Outre François Cluzet, 11.6 met en vedette Corinne Masiero et Bouli Lanners.

11.6 prend l'affiche le 5 avril.

Les frais de voyage ont été payés par Unifrance.

Cinq films essentiels

AUTOUR DE MINUIT, Bertrand Tavernier (1986)

Face au grand Dexter Gordon, l'acteur incarne un admirateur de jazz dont la dévotion redonne l'inspiration à un célèbre saxophoniste miné par l'alcool et la solitude.

L'ENFER, Claude Chabrol (1994)

Après avoir interprété un mari médiocre dans Une affaire de femmes, Cluzet retrouve Claude Chabrol pour L'enfer, un film dans lequel il se démarque dans le rôle d'un mari jaloux.

NE LE DIS À PERSONNE, Guillaume Canet (2006)

Sa performance énergique - et très physique - dans cette adaptation d'un roman noir de Harlan Coben lui vaut - enfin - le César du meilleur acteur.
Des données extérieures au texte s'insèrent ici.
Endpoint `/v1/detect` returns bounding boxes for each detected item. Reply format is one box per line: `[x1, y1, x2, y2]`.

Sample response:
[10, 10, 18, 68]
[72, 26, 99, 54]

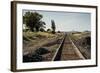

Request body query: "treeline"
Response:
[23, 12, 56, 34]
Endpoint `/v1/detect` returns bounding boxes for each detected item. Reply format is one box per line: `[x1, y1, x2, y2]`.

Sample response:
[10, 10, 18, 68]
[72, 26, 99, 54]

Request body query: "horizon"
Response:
[23, 10, 91, 31]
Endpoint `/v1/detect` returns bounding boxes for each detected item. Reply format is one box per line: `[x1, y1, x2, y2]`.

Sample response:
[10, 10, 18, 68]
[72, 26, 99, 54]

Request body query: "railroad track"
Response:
[52, 34, 85, 61]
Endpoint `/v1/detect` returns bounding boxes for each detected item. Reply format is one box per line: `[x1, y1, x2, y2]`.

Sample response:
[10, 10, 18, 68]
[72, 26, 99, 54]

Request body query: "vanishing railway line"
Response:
[52, 34, 85, 61]
[23, 33, 85, 62]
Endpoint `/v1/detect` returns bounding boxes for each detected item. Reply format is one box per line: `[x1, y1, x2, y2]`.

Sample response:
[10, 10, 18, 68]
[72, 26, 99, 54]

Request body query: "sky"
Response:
[23, 10, 91, 31]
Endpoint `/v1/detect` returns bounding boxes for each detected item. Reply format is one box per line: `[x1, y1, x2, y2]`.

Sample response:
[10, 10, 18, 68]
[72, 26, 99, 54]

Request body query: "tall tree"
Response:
[51, 20, 56, 34]
[23, 12, 45, 31]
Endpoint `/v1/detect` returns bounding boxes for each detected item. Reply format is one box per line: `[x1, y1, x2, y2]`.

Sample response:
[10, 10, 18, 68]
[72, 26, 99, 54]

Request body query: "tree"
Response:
[23, 12, 45, 31]
[51, 20, 56, 34]
[47, 28, 51, 32]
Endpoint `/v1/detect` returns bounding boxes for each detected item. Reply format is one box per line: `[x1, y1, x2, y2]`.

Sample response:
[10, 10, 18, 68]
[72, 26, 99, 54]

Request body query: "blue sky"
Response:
[24, 10, 91, 31]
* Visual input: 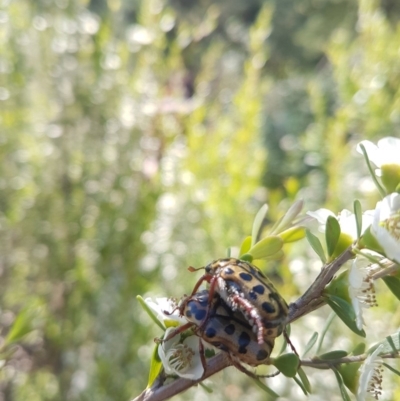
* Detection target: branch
[132,247,354,401]
[288,246,354,323]
[132,352,232,401]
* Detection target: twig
[132,352,231,401]
[132,247,354,401]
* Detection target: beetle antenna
[188,266,204,272]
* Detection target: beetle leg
[191,273,212,296]
[283,330,299,356]
[159,322,195,343]
[232,295,265,345]
[229,354,281,380]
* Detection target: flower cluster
[138,137,400,401]
[145,298,204,380]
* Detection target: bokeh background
[0,0,400,401]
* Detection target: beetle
[179,290,275,366]
[189,258,289,345]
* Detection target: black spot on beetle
[239,272,253,281]
[253,284,265,295]
[204,327,217,338]
[213,343,229,352]
[256,349,268,361]
[255,270,267,279]
[224,267,235,275]
[238,331,250,347]
[194,309,207,320]
[261,302,276,313]
[224,324,235,335]
[238,346,247,354]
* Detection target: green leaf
[359,143,386,198]
[240,253,253,263]
[239,237,251,257]
[4,307,35,346]
[382,276,400,300]
[254,379,280,399]
[381,163,400,194]
[324,270,351,303]
[272,353,299,378]
[325,216,340,257]
[147,344,162,388]
[332,369,351,401]
[353,199,362,238]
[351,343,365,355]
[327,294,365,337]
[251,205,268,247]
[279,227,306,244]
[199,382,213,394]
[306,230,326,264]
[318,350,349,361]
[316,312,337,354]
[382,363,400,376]
[294,367,311,393]
[337,362,362,394]
[303,331,318,358]
[293,376,308,395]
[278,324,291,355]
[248,235,283,259]
[136,295,165,331]
[367,332,400,355]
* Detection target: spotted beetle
[189,258,289,345]
[179,290,275,366]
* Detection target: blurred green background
[0,0,400,401]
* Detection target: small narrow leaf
[293,376,308,395]
[240,253,253,263]
[325,216,340,257]
[294,367,311,393]
[278,324,290,355]
[147,344,162,388]
[359,143,386,198]
[254,379,280,399]
[279,227,306,244]
[248,235,283,259]
[4,308,34,345]
[333,369,351,401]
[367,331,400,355]
[316,312,337,354]
[239,237,251,256]
[272,353,299,378]
[327,295,366,337]
[306,230,326,264]
[136,295,165,331]
[318,350,349,361]
[386,336,397,354]
[382,363,400,376]
[303,331,318,358]
[251,205,268,247]
[199,382,213,394]
[353,199,362,238]
[382,276,400,300]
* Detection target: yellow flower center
[167,344,195,372]
[381,211,400,240]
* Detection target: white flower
[357,136,400,172]
[144,298,187,327]
[371,193,400,263]
[158,327,204,380]
[357,345,383,401]
[349,257,378,330]
[307,209,372,241]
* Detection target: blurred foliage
[0,0,400,401]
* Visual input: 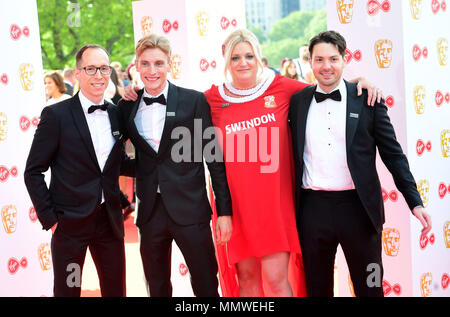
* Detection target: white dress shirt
[302,79,355,191]
[134,81,169,193]
[78,91,115,202]
[134,82,169,153]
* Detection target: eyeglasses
[78,65,112,76]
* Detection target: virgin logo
[367,0,391,16]
[179,263,189,276]
[441,273,450,289]
[9,24,30,41]
[8,257,28,274]
[431,0,447,14]
[19,116,41,132]
[200,58,216,72]
[345,49,362,63]
[163,19,178,33]
[383,280,402,296]
[220,17,237,30]
[413,44,428,62]
[28,207,37,222]
[381,188,398,202]
[416,140,431,156]
[0,74,8,85]
[419,233,435,250]
[0,166,17,183]
[439,183,450,199]
[435,90,450,107]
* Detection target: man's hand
[412,206,431,236]
[216,216,233,245]
[356,77,384,107]
[122,84,139,101]
[51,223,58,234]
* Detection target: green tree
[37,0,134,69]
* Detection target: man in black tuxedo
[289,31,431,296]
[119,34,232,297]
[24,44,132,297]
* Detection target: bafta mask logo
[170,54,181,79]
[38,243,52,271]
[420,272,433,297]
[375,40,392,68]
[441,130,450,157]
[197,11,208,36]
[414,86,426,114]
[0,112,8,141]
[383,228,400,256]
[141,16,153,37]
[336,0,354,24]
[19,63,34,91]
[444,221,450,249]
[1,205,17,234]
[417,179,430,208]
[410,0,422,20]
[437,38,448,66]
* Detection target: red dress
[205,75,306,296]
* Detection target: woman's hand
[355,77,384,107]
[216,216,233,245]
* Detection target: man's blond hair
[136,34,172,60]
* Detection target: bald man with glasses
[24,44,133,297]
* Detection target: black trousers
[297,190,383,297]
[51,204,126,297]
[139,194,219,297]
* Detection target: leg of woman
[236,258,264,297]
[261,252,292,297]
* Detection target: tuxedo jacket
[289,82,422,232]
[24,94,132,238]
[119,83,232,226]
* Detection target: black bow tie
[144,95,167,106]
[88,103,108,113]
[314,90,342,102]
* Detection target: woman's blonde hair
[281,60,298,80]
[222,29,264,78]
[136,34,172,60]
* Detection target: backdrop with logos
[0,0,53,296]
[327,0,450,297]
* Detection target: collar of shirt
[316,78,347,99]
[141,80,169,100]
[78,90,105,114]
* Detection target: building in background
[280,0,300,18]
[245,0,326,35]
[299,0,327,10]
[245,0,281,34]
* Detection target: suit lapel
[70,94,100,169]
[158,82,178,156]
[345,81,361,153]
[297,87,316,162]
[127,89,156,157]
[106,102,122,143]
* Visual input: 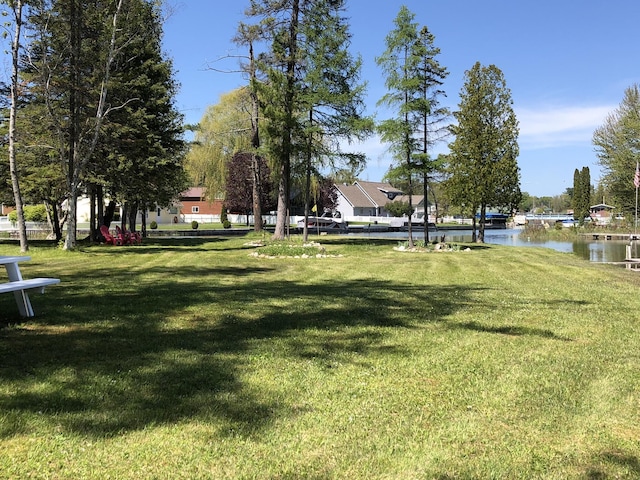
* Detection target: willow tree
[593,84,640,215]
[447,62,522,243]
[185,88,251,200]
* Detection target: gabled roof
[354,180,402,207]
[180,187,204,200]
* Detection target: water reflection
[352,228,640,262]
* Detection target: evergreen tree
[447,62,522,243]
[94,0,188,238]
[224,153,275,225]
[376,6,448,246]
[376,6,422,247]
[247,0,370,239]
[298,0,373,241]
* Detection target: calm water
[350,228,640,262]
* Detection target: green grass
[0,236,640,479]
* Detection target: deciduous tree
[593,84,640,216]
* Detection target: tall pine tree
[447,62,522,243]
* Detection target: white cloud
[516,105,616,149]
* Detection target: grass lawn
[0,236,640,480]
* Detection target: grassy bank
[0,237,640,479]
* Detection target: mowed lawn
[0,237,640,479]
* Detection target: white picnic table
[0,255,60,317]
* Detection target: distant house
[336,180,424,219]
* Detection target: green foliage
[447,62,522,241]
[220,205,231,228]
[572,167,591,226]
[593,84,640,216]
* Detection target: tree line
[0,0,638,249]
[187,0,521,243]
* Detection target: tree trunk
[9,0,29,252]
[273,165,289,240]
[477,205,487,243]
[422,172,429,245]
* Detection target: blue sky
[164,0,640,197]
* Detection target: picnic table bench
[0,256,60,317]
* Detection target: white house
[336,180,424,220]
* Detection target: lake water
[352,228,640,262]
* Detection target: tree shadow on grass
[0,266,482,438]
[585,451,640,480]
[452,322,572,342]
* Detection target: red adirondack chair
[100,225,121,245]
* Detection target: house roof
[336,185,375,208]
[355,180,402,207]
[336,180,424,208]
[180,187,204,199]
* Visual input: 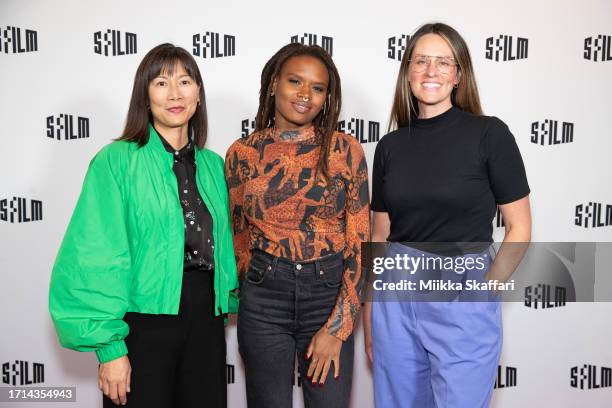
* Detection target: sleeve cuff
[96,340,127,363]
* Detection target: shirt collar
[151,125,194,159]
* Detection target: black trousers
[103,271,227,408]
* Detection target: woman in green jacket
[49,44,238,408]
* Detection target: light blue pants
[372,243,502,408]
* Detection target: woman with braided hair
[225,44,369,407]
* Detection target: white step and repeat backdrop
[0,0,612,408]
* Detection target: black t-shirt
[372,107,529,249]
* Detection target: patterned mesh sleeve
[225,142,251,282]
[326,141,370,341]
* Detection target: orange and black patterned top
[225,127,370,341]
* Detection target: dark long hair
[255,43,342,179]
[389,23,482,130]
[117,43,208,149]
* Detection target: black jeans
[238,250,354,408]
[104,271,227,408]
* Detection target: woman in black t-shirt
[364,23,531,408]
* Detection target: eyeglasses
[408,55,459,74]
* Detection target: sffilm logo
[525,283,567,309]
[225,364,236,384]
[0,197,42,223]
[531,119,574,146]
[574,202,612,228]
[583,34,612,62]
[94,28,138,57]
[2,360,45,386]
[485,35,529,61]
[47,113,89,140]
[493,365,516,389]
[0,26,38,54]
[338,118,380,143]
[387,34,410,61]
[291,33,334,55]
[570,364,612,390]
[240,119,255,139]
[192,31,236,58]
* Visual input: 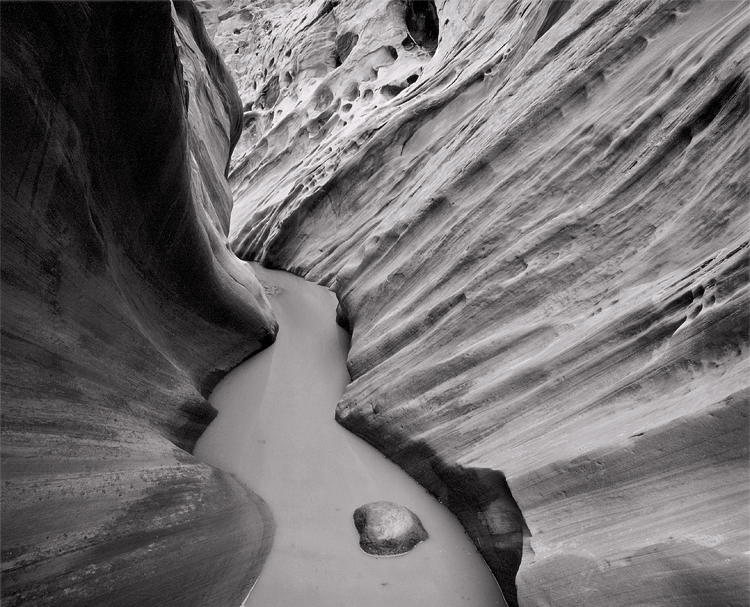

À L'ORIGINE, Xavier Gianolli (2009)

Cluzet se glisse cette fois dans la peau d'un escroc qui profite d'un concours de circonstances pour embarquer les habitants d'une région entière dans un projet bidon. À l'origine fut sélectionné en compétition officielle au Festival de Cannes.

INTOUCHABLES, Éric Toledano et Olivier Nakache (2011)

Triomphe planétaire pour un film dans lequel François Cluzet a fait merveille dans le rôle d'un handicapé confiné à son fauteuil roulant, face à un Omar Sy flamboyant.